As Gillian Zieger turns over a new leaf in her career, so too does she hope to assist teachers in their continued development at the Middlebury Bread Loaf School of English. She will be taking an administrative role, working with admission assistance and recruiting to not only bring the best teachers to BLSE, but to make BLSE accessible to the best teachers.
The program itself can take place over 4 to 5 summers, with a strong focus on creating a learning community among teachers. This community is carefully nurtured; dramatic arts are interwoven with text, teachers often stay in touch between summers, and passion for English is on full display. Underlying it all is a rich history as Robert Frost’s seasonal home and a landscape that would call you back yearly too.
Since this is the Connecticut Writing Project, Zieger was gracious enough to draw parallels between the BLSE and the CWP Summer Institute, which she attended in 2013, so I may put a small advertisement for our own program while reporting on hers.

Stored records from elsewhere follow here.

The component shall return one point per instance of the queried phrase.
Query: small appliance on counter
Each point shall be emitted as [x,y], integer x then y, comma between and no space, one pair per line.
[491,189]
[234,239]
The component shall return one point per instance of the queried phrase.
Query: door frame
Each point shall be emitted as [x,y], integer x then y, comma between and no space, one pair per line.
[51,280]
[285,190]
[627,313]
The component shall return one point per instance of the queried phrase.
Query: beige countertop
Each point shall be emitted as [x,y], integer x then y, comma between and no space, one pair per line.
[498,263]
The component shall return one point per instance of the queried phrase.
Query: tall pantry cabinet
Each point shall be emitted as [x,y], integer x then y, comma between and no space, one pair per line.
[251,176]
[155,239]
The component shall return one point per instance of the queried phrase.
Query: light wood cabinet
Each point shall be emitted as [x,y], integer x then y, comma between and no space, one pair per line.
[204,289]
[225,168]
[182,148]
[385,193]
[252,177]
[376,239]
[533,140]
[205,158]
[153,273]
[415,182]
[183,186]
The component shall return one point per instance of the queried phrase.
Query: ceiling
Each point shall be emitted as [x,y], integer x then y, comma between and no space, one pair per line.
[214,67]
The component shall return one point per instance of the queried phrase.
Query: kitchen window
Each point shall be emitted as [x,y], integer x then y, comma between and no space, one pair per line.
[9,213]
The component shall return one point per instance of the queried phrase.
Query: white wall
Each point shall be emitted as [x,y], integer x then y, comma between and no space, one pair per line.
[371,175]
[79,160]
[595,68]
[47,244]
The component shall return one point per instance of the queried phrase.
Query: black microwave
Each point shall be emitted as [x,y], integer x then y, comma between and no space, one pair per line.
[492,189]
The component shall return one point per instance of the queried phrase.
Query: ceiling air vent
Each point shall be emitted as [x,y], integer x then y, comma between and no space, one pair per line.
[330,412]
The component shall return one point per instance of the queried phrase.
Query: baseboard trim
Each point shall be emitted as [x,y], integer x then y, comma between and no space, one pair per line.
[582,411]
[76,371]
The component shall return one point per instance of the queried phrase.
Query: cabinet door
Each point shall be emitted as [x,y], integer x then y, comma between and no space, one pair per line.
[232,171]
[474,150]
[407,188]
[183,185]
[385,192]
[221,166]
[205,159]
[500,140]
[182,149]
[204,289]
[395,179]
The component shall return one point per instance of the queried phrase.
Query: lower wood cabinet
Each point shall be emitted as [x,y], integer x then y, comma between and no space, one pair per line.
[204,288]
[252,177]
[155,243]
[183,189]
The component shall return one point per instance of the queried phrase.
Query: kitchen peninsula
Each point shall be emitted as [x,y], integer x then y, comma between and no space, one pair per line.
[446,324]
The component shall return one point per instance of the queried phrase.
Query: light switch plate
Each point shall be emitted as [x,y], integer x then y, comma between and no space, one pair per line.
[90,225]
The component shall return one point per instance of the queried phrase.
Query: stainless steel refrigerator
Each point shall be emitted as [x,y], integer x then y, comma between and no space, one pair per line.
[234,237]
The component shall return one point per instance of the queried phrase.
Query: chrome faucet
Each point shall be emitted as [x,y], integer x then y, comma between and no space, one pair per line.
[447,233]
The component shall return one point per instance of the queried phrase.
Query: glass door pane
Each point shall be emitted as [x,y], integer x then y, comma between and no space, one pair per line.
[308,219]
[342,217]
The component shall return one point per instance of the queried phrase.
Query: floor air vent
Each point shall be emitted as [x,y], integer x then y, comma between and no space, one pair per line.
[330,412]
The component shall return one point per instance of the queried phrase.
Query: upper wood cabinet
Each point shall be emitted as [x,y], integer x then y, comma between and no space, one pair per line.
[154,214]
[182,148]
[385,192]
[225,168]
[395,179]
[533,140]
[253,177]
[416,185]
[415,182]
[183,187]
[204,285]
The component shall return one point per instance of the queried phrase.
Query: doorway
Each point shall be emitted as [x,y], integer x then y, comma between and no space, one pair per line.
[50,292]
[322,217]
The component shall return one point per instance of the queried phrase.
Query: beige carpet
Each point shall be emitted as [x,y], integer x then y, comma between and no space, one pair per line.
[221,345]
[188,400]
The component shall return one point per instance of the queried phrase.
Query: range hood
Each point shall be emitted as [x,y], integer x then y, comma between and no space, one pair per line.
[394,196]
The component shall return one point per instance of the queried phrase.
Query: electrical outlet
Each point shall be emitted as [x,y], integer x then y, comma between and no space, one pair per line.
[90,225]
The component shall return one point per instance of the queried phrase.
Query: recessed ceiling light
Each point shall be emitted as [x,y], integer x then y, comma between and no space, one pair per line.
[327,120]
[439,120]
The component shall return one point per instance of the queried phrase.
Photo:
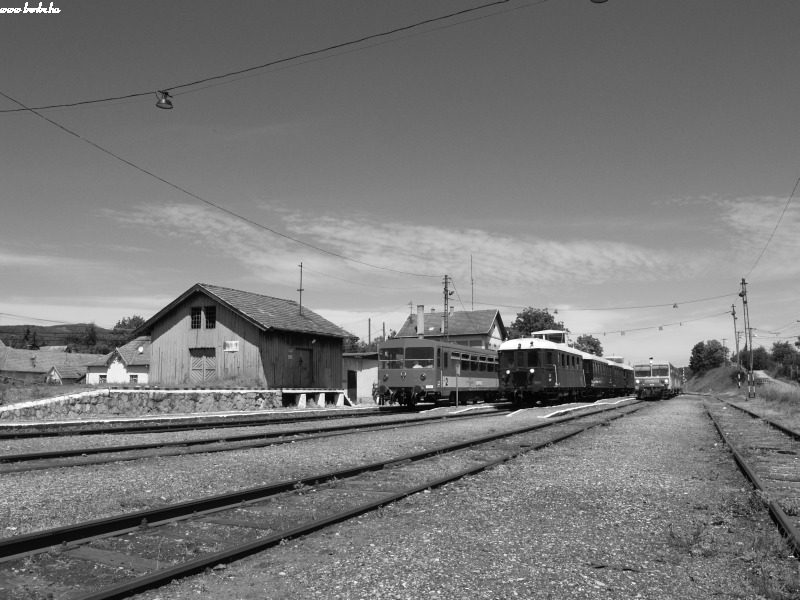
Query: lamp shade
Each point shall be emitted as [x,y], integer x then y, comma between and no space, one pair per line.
[164,100]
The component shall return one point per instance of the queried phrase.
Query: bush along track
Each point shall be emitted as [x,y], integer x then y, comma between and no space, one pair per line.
[124,555]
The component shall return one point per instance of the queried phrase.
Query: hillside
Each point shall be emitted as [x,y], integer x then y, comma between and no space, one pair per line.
[57,335]
[718,381]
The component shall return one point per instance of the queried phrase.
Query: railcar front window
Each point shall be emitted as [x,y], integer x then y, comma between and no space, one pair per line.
[419,358]
[391,358]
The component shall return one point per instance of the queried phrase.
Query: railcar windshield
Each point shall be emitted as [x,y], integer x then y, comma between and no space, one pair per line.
[391,358]
[419,358]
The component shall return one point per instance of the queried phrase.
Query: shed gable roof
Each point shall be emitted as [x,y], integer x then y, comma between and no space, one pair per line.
[265,312]
[470,322]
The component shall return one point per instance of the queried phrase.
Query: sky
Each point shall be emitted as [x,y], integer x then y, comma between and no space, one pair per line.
[608,161]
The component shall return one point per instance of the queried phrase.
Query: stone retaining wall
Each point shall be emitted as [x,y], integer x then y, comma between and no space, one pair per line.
[134,402]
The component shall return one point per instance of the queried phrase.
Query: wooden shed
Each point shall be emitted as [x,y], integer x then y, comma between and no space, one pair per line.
[212,333]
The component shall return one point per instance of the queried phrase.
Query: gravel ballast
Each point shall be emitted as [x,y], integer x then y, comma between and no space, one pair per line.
[650,506]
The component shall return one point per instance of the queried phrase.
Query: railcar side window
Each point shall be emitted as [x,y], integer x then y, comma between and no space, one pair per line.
[391,358]
[419,358]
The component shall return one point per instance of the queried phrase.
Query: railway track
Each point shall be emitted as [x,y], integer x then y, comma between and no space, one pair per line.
[171,424]
[769,456]
[94,455]
[130,553]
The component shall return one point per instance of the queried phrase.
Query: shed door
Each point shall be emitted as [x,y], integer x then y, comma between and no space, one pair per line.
[352,385]
[302,368]
[204,364]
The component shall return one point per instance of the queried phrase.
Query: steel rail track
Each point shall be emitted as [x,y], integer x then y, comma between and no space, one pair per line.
[163,576]
[185,446]
[44,429]
[790,432]
[39,541]
[777,513]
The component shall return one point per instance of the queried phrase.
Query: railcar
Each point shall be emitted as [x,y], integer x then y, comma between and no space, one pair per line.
[606,377]
[537,369]
[657,379]
[412,370]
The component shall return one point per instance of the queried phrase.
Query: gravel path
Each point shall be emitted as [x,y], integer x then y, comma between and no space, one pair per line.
[650,506]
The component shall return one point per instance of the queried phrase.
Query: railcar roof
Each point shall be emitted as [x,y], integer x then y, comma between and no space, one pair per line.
[537,343]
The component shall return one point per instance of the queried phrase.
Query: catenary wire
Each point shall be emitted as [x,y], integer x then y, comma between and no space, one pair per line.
[290,58]
[208,202]
[774,230]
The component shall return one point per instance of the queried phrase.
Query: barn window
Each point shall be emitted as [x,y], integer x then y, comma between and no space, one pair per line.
[197,314]
[211,317]
[203,364]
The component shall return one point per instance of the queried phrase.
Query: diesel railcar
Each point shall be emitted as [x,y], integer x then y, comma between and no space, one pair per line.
[542,368]
[657,379]
[412,370]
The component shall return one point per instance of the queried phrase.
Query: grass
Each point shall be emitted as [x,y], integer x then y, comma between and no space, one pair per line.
[13,393]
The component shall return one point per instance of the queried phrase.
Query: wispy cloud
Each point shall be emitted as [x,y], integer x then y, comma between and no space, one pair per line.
[509,261]
[10,258]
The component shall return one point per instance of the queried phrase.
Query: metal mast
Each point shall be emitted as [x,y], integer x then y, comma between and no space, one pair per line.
[735,333]
[751,392]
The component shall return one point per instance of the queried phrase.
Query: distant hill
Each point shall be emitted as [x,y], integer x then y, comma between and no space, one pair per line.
[72,335]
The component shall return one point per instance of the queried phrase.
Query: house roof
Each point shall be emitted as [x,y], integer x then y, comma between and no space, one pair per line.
[129,353]
[34,361]
[265,312]
[469,322]
[68,372]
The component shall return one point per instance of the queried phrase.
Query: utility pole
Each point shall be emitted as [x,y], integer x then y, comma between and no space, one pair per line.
[751,392]
[735,333]
[447,294]
[300,289]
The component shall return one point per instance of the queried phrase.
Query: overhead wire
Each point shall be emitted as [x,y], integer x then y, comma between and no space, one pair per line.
[297,57]
[774,230]
[212,204]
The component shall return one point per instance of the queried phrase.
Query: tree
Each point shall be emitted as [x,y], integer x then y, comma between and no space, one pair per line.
[697,360]
[533,319]
[716,354]
[90,335]
[590,344]
[784,354]
[760,359]
[129,324]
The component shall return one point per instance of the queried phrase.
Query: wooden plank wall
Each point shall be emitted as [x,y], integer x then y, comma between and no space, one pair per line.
[173,336]
[262,356]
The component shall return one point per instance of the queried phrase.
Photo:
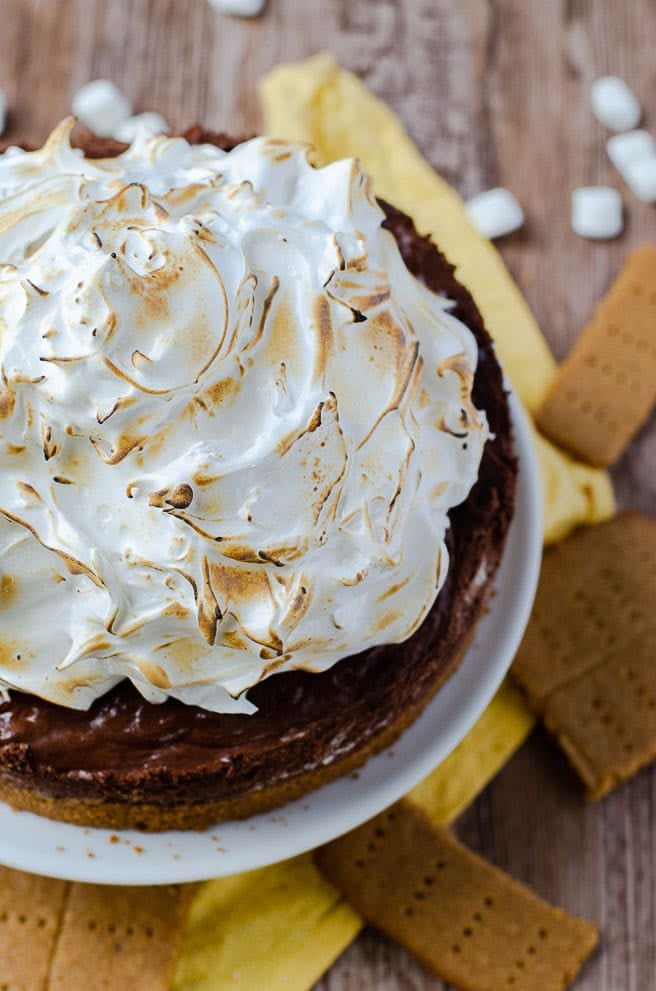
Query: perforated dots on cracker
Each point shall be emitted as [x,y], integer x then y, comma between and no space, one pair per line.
[606,388]
[119,937]
[464,919]
[30,913]
[586,662]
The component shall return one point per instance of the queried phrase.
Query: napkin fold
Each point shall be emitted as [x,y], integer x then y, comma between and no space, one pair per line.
[282,927]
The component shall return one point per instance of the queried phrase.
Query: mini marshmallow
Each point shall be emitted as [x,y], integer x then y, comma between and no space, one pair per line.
[614,104]
[597,212]
[101,106]
[149,122]
[495,212]
[623,149]
[640,177]
[239,8]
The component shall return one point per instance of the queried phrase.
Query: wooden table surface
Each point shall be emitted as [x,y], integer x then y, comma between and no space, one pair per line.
[495,92]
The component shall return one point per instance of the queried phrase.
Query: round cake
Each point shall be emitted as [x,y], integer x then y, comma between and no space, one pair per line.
[258,474]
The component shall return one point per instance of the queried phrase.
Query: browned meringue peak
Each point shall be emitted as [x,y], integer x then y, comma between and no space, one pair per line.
[232,423]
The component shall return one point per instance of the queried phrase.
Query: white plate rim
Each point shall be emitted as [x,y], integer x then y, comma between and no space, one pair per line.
[35,844]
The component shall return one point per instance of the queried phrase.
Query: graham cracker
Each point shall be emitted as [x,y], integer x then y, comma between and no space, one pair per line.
[465,920]
[606,387]
[30,913]
[605,720]
[596,595]
[119,937]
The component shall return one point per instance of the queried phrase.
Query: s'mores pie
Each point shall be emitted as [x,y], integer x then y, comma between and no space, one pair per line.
[257,475]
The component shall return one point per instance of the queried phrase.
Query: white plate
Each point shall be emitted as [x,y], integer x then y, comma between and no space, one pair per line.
[103,856]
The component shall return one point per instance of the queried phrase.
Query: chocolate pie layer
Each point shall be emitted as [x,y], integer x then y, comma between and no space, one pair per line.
[129,763]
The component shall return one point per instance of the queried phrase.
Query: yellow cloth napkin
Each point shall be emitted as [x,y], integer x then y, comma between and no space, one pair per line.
[281,927]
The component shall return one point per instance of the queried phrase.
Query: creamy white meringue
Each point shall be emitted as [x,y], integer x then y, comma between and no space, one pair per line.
[231,422]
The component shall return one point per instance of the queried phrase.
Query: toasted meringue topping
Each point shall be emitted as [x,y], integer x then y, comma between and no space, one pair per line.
[231,422]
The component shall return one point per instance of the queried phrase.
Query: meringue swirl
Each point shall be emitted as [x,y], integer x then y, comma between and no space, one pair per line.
[232,423]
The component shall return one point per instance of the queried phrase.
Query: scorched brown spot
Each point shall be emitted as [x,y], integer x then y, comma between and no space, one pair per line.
[13,657]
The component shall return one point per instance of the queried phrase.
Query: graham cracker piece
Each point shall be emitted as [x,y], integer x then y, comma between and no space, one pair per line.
[605,720]
[596,595]
[465,920]
[30,914]
[606,387]
[119,937]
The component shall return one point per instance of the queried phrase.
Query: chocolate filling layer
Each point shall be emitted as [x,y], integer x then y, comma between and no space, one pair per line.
[126,749]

However, to make her job of admissions and recruitment easier, I won’t belabor the point; suffice it to say the experience of community here is something she will take with her (as have others– there is not insignificant overlap between those involved with BLSE and those with CWP’s Summer Institute).
On the topic of Zieger’s personal history, even the shortest glimpse at her resume would reveal her aptitude for her new career. While teaching at Woodstock Academy, she participated in the 2011 Summer Institute, prompting her to assist in the creation of writing centers and their upkeep, eventually bringing her to her last position as Library Media Specialist at Ellington High School. The spirit of personal development and continued education– continued growth even– is very much alive in her work, something that will certainly prove an asset to the Bread Loaf School of English.
However, considering one’s life as a mere history of events lends itself to a rather shallow result. In conversation with Zieger, one quickly realizes that her work so far– as well as her continued aspirations– are just one effect of her ethos of personal growth. Her work, and the BLSE as a whole, are built on a foundation of self-improvement. She described the importance of teachers’ continued reinvention of self to me; that students can tell when a teacher has lost passion, and it quickly leads to students losing interest too. Thus, her work so far has been focused on continuing to learn to inspire and lead students, and she now has the perfect position to help other teachers do the same.
Zieger describes the Bread Loaf School of English as “More than just a graduate degree; it’s immersive, experiential, communal;” as history, drama, and english collide with teaching and learning, it is only right that such a program would plunge oneself– alongside their peers– to the lucid depths of scholarship. For those interested in not just continuing their education, but refreshing their passion for learning, Zieger highlights the rolling admissions and invites applicants to reach out regarding goals and to craft plans together.